BY KIMBERLEY FALK | MARCH 29, 2019
Regardless of the timeless knowledge that, without our brain, we’d be nothing but mush, it took quite a long time for humans to realize we should protect it. Helmets remained a stationary only seen in warfare for hundreds of years, and only until the recent century has become an important part of safety hazards.
The hard hat, invented in 1919, now celebrating its 100-year anniversary, is standard practice in every construction site, resulting in fines, jail time, or worse if a worker or visitor is caught without one.
Miners and shipyard workers were the first to begin covering up their precious noggins.
After the First World War, E.W. Bullard, the son of a wealthy mining manufacturing company owner, Edward Dickinson Bullard of California’s E.D.Bullard Company, brought back with him a steel helmet and patented the “Hard-Boiled Hat,” made of steamed canvas, glue, and black paint. This dug the way to huge movements in protective equipment for the most hazardous of occupations but was still a far cry from the durable plastic we use today.
The construction of the Hoover Dam and the Golden Gate Bridge were the first projects that required their workers to wear hard hats, both iconic monuments in the history of the United States. Joseph Strauss, the foreman of the bridge commissioned Bullard to mass produce his hat, now upgraded to include a suspension device, to create a stronger hat, made of aluminum, geared towards the harsher conditions for his workers, which began the revolution of the hard hat into what we see today. It wasn’t until the 1970s, with the introduction of the OHSA that wearing of the hard hat became mandatory.
Over the past century the hard hat has revolutionized and changed the way we protect ourselves. From its humble start made of steamed canvas, the hard hat also went through its aluminum, fiberglass, and then into the thermoplastic non-slip sizeable molds we see today in the 1980s.
Today, with 6 million hard hats sold each year, the hard hat has become the most recognizable item related to construction workers. Personal Protection Equipment (PPEs) while working with hazardous material or in dangerous conditions, has become the law across North America, yet there are still many countries that don’t regulate the personal protection of workers.
Across the United States, as well, it has become a “fad” in many worksites for workers to wear their hard hats backwards – either in order to see better without the brim or because it’s easier to maneuver.

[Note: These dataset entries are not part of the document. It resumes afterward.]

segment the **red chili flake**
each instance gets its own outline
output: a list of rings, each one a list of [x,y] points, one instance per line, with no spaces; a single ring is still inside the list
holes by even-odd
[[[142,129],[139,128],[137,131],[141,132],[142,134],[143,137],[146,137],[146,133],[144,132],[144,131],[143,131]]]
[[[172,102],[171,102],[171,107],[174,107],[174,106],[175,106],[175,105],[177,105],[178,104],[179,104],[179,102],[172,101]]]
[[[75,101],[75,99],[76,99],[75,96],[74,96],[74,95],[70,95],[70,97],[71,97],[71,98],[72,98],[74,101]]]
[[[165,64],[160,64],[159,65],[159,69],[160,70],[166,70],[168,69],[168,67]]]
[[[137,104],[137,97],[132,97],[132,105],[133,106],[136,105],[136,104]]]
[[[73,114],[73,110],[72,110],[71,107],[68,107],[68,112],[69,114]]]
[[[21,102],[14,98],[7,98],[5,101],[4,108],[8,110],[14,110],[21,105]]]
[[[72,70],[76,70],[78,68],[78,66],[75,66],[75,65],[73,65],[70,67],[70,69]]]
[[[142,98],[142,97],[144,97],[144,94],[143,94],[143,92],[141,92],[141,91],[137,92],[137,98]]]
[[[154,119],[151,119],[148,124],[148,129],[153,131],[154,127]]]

Wearing the hat correctly is, of course, important for the protection of our heads, and there have been workplace accidents owing to men and women not wearing the hat its intended way.
There’s still work to be done in the advancement of PPEs, however in the past ten years there has been huge strides in creating lighter, safer protection pieces, including the induction of a new helmet specifically designed for emergency responders.
With the ever-changing technological advances of the 21st century, I am excited to see how we can even further protect our fellow humans who risk their lives doing the most dangerous jobs in order to make our lives better, even if that is simply building a fence.